Roland was by no means pleased at what seemed to him a distinct case of interference. It arrived, too, at a most inopportune moment, for he had been just then wondering whether he ought not to forget about his high-minded resolves and try to make it up with April. His mother's inquiries, however, decided him. He was not going to have others arranging that sort of thing for him. "And for all I know," he said to himself, "Mrs Curtis may be at the back of this. I shan't go round there again these holidays." And this was the more unfortunate, because if the intimacy between Roland and April had been resumed, it is more than likely that Roland, at the beginning of the summer term, would have decided to give up Dolly altogether. Both he and Brewster were a little tired of it; the first interest had passed, and they had actually discussed the wisdom of dropping the whole business.

"After all," said Brewster, "it can't go on for ever. It'll have to stop some time, and next term we shall both be fairly high in the school, house prefects and all that, and we shall have to be pretty careful what we do."

Roland was inclined to agree with him, but his curiosity was still awake.

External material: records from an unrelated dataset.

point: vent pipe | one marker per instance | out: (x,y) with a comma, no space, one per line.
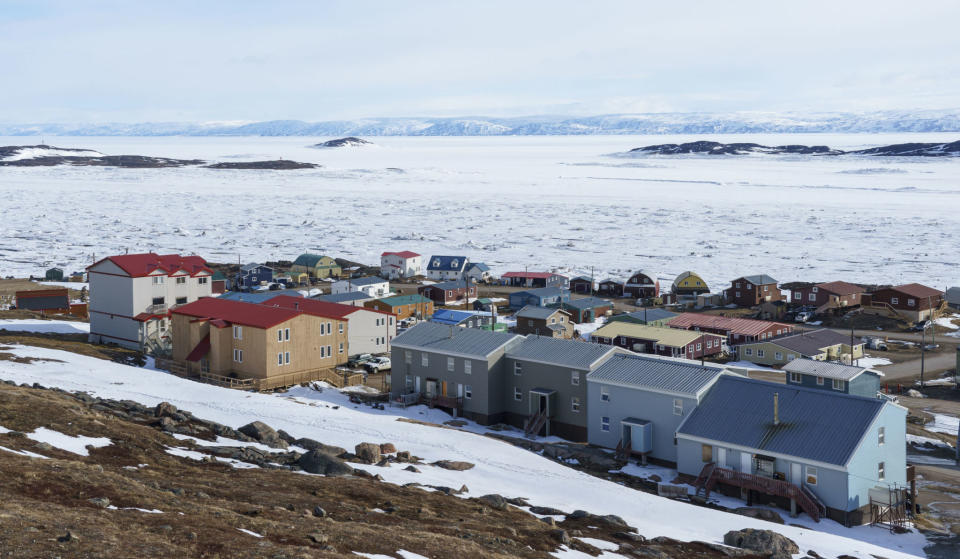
(776,408)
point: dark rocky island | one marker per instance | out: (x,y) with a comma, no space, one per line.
(717,148)
(351,141)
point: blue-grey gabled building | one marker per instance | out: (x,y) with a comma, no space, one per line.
(820,450)
(827,375)
(541,297)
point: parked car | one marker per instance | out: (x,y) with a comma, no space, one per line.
(377,364)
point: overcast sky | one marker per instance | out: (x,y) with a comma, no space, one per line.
(322,60)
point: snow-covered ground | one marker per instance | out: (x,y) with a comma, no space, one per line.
(512,202)
(44,326)
(500,468)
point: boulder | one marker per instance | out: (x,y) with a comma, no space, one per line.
(263,433)
(368,453)
(319,462)
(453,465)
(761,541)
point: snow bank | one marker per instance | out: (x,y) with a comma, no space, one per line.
(499,467)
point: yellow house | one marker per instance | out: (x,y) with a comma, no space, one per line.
(689,283)
(316,266)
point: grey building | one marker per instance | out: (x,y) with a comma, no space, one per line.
(826,375)
(545,385)
(641,400)
(459,369)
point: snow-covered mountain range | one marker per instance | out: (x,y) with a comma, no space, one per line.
(650,123)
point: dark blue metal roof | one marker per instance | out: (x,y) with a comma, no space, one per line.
(813,424)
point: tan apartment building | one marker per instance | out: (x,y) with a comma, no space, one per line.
(251,341)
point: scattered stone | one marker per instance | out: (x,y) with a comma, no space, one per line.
(453,465)
(762,541)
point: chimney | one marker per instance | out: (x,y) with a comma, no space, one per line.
(776,408)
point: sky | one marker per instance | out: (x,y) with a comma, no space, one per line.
(106,61)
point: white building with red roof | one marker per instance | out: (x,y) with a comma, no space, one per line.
(131,296)
(403,264)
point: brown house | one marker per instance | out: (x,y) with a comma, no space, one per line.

"It's not so easy to break a thing like this. Let's wait till the end of the term. The summer holidays are a long time, and by the time we come back they'll very likely have picked up someone else."

"All right," said Brewster, "I don't mind. And it does add an interest to things."

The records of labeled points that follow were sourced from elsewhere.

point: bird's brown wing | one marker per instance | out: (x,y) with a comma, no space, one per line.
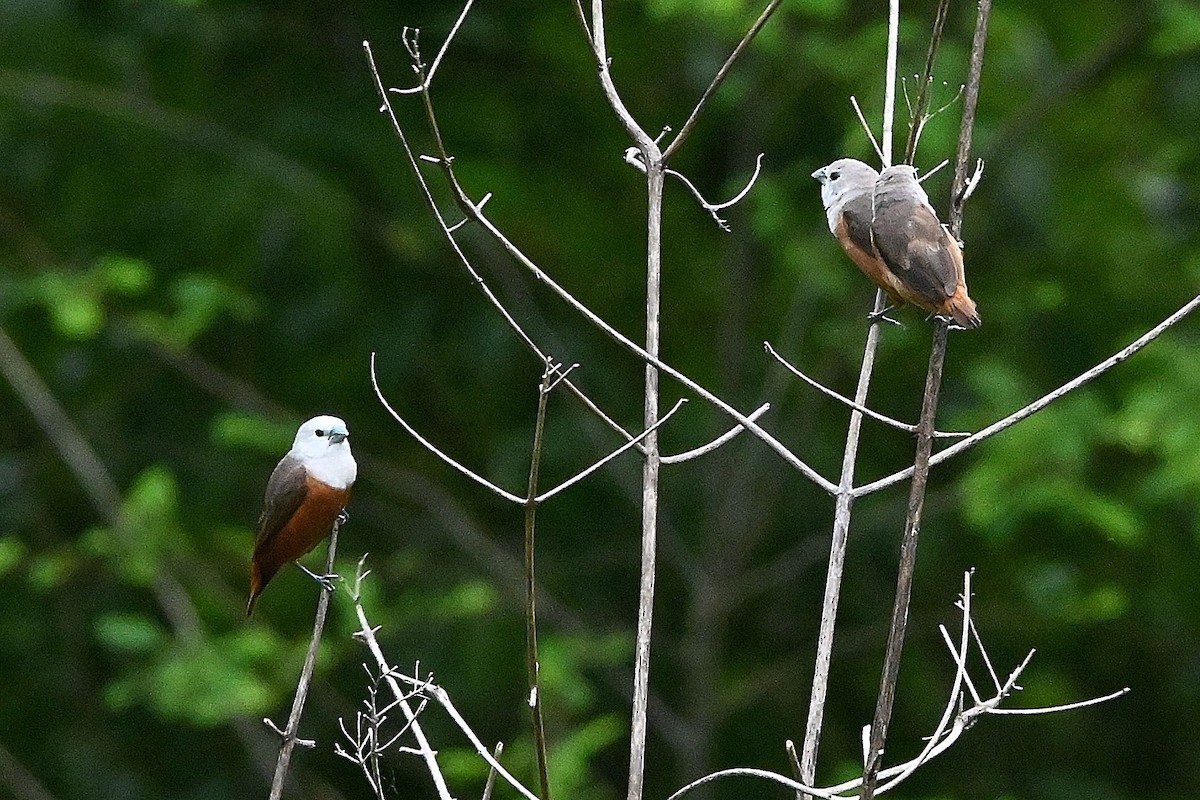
(916,247)
(286,491)
(857,214)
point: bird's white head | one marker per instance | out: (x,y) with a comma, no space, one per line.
(843,180)
(323,445)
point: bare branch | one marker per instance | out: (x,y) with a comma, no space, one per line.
(429,689)
(462,257)
(678,458)
(478,215)
(426,79)
(719,78)
(429,445)
(629,344)
(533,665)
(889,83)
(960,675)
(918,118)
(875,415)
(634,157)
(934,170)
(1038,404)
(499,746)
(1066,707)
(628,445)
(837,563)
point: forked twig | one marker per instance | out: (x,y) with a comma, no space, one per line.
(1038,404)
(310,662)
(634,157)
(955,720)
(858,407)
(414,50)
(719,78)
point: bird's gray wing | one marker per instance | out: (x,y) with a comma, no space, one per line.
(286,491)
(912,244)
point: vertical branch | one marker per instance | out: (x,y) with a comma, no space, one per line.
(924,437)
(808,763)
(289,733)
(970,102)
(927,83)
(907,560)
(533,663)
(889,85)
(654,179)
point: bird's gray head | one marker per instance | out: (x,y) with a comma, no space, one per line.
(321,437)
(899,181)
(844,178)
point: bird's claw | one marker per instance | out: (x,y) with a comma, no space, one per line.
(324,581)
(882,317)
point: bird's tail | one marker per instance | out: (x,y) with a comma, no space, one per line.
(961,308)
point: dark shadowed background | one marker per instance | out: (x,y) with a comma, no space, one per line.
(207,228)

And so the affair went on smoothly and comfortably, a pleasant interlude among the many good gifts of a summer term—cricket and swimming and the long, lazy evenings. Nothing, indeed, occurred to ruffle thecomplete happiness of Roland's life, till one Monday morning during break Brewster came running across to the School house studies with the disastrous news that his house master had found out all about it. It had happened thus:

On the previous Saturday Roland had sent up a note in break altering the time of an appointment. It was the morning of a school match and Brewster received the note on his way down to the field. He was a little late, and as soon as he had read the note he shoved it into his pocket and thought no more about it. During the afternoon he slipped, trying to bring off a one-handed catch in the slips, and tore the knee of his trousers. The game ended late and he had only just time to change and take his trousers round to the matron to be mended before lock-up. In the right-hand pocket the matron discovered Roland's note, and, judging its contents singular, placed it before Mr Carus Evans.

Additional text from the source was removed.